Debby, on the other hand, feels the Nashville area home wasn’t right for her dad. “I was hoping it would be a home that would be suitable for my dad who has Alzheimer’s, but I don’t know how you could keep up with him in a house that size,” Debby says. “Here she knows she is moving to Nashville, and her husband has Alzheimer’s. . .now my dad is in a facility, but he’s paying for an 8,500 square foot home. I guess I have a problem wrapping my head around all of this.”

In the meantime, Debby has been working on a solution to have Glen taken out of the assisted living home and moved in with her so she can tend to his needs. “I want to take my dad home and take care of him. I know that he is getting along great with the people who are at the facility, but that’s not how I feel–as his daughter–he should spend the rest of his life,” she explains. “I feel like he should be surrounded by loved ones at home, and I want to take care of him. I know my other siblings from other previous marriages feel the same way I do. We just want him cared by loved ones.

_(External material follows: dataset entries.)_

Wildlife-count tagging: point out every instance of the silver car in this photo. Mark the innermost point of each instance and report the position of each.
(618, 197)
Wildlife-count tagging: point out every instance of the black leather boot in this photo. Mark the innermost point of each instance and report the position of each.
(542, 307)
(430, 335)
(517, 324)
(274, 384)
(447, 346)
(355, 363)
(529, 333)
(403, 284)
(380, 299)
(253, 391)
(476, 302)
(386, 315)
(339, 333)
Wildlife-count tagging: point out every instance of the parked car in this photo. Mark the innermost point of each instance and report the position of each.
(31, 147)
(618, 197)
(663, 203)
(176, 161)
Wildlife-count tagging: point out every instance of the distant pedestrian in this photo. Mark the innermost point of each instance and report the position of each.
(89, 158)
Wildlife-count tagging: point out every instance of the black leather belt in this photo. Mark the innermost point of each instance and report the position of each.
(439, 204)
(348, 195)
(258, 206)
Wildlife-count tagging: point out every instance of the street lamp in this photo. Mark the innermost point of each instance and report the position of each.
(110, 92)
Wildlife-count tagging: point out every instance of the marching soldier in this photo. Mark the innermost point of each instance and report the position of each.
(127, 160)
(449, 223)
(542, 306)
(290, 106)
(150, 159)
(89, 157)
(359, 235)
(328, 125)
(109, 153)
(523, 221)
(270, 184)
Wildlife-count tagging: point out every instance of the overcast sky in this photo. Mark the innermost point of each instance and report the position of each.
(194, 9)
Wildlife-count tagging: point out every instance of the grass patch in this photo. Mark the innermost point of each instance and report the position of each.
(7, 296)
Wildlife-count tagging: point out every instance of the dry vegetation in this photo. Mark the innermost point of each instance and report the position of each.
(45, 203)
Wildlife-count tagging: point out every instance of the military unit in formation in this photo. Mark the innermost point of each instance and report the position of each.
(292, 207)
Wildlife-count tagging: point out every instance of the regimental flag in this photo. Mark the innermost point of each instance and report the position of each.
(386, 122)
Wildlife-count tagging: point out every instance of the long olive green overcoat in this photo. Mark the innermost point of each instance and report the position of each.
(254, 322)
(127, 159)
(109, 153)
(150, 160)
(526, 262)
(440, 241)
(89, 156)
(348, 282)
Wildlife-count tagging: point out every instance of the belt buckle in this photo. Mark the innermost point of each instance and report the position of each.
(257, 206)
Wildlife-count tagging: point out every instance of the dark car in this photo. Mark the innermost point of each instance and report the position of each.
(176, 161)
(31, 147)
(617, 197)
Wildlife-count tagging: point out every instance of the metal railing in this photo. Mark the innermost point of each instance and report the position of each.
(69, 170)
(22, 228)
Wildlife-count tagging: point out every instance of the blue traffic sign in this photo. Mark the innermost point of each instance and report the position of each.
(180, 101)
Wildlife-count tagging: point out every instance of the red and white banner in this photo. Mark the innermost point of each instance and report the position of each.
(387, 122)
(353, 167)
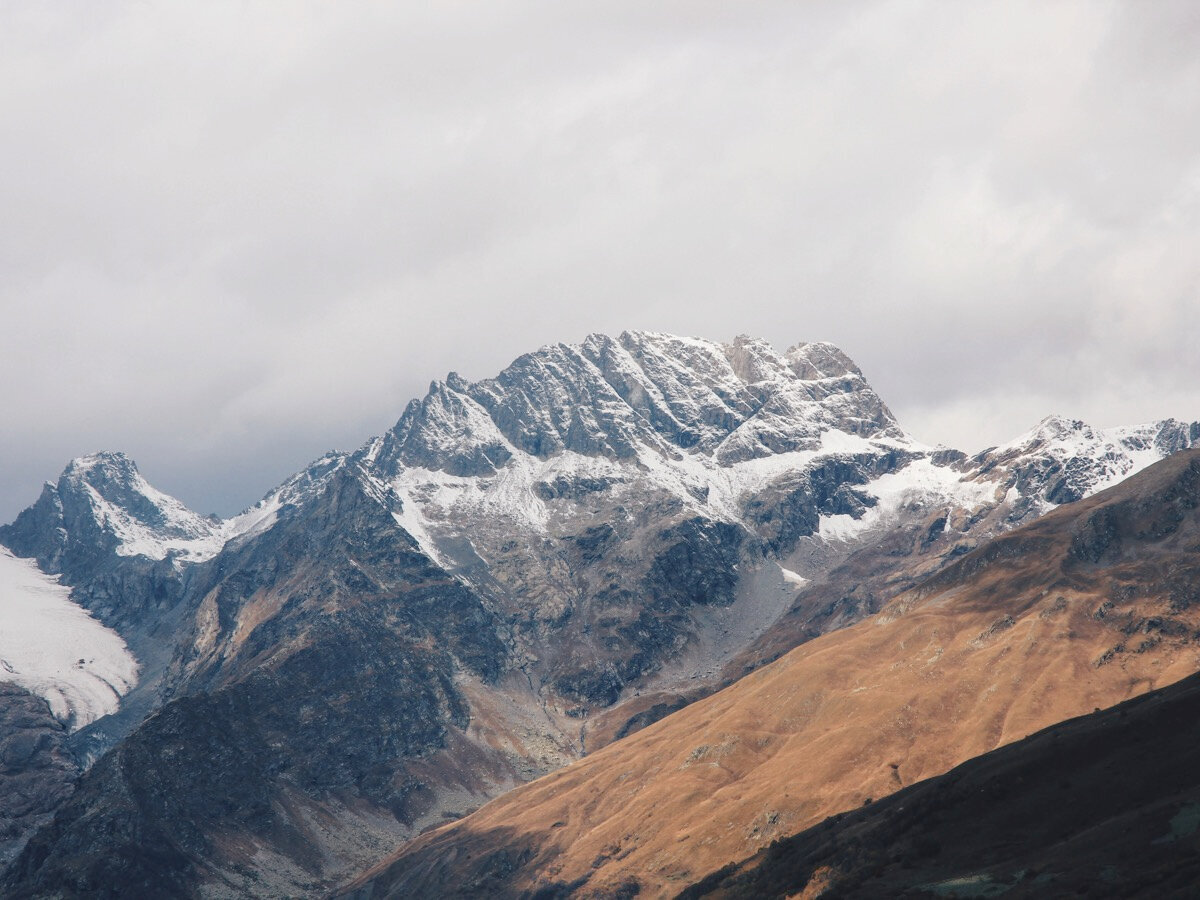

“He wants to go home,” adds Debby, softly. “He has told me that numerous times. The first thing he always says when I see him is ‘I want to go home.’ When I left him last time, I said, ‘Dad, I have to go now, but I’ll be back as soon as I can.’ He said, ‘Why can’t I go with you?’ What can I say to him? He won’t remember in two minutes what I say to him, but it just breaks my heart.”

Debby and her siblings are of the view that having Glen back at home and out of the facility may actually increase his quality of his life. “A lot of people have been telling me that facilities have been known to make their health decline,” she says. “I was cautioned if he remained in a facility, he would probably be gone within a year. That is not OK with me to hear that. I don’t like the idea that my father could possibly be gone in a year and die in a facility instead of around loved ones.”

At 78 years old, Glen still remains in excellent health and great spirits in spite of the disease’s debilitating effects on his mind. Part of that, she says, is just having stimulation from different sources. “I feel as a musician and as a singer, he needs music around him every single day,” says Debby. “One time I was there, we had a DVD playing of some of Dad’s old TV shows. He would be walking around the room, and then would walk over to the TV and go, ‘Wow … there’s Dean!’ It was him and Dean Martin. Then my grandma and grandpa came on, and he looked and said, ‘Oh there’s my mom! And there’s my dad! Oh, I love it!’ He was just standing there watching them sing. Music is what stimulates him.

“He doesn’t sing a lot anymore, but I think that’s because he can’t hear very well anymore,” continues Debby. “But his guitar is there in the facility for him when he wants to play it. It’s funny,” she adds with a smile, “when I’m with him and he’s playing guitar, he will keep reverting back to the old songs that he grew up listening to like old Hank Williams riffs. He just keeps going back to that instead of playing the songs that he made famous, which I find interesting. I guess that’s what Alzheimer’s does: you want to keep going back to the past.”

And though she and her siblings can’t go back to the past with their father, they do have the future ahead of them, along with the wish to have Dad back home.

“My dad is left in a facility to eat his meals by himself, sometimes get shaved and sometimes get his hair washed if the caregivers can get that done,” Debby says with a shaky voice. “That is something I feel a loved one could handle and get done. My heart won’t let me be OK with this situation. I just hate it for him because it’s not right.

“Sometimes he breaks down crying when I’m with him,” she adds. “He’ll hold my hand, and he’ll just start crying. He’ll say, ‘I love you so much. Thank you, my precious daughter, for being my best friend.’ He’ll say that to me, and that shocks me because he’s still in there. Unfortunately, my hands are tied, and I can’t do anything about it. So all I can do is come to Nashville and sit with my dad and hold his hand and tell him I love him and just be with him as much as I can. I just want my dad to have the best quality of life he can possibly have, surrounded by loved ones for every phase that this disease will take him.”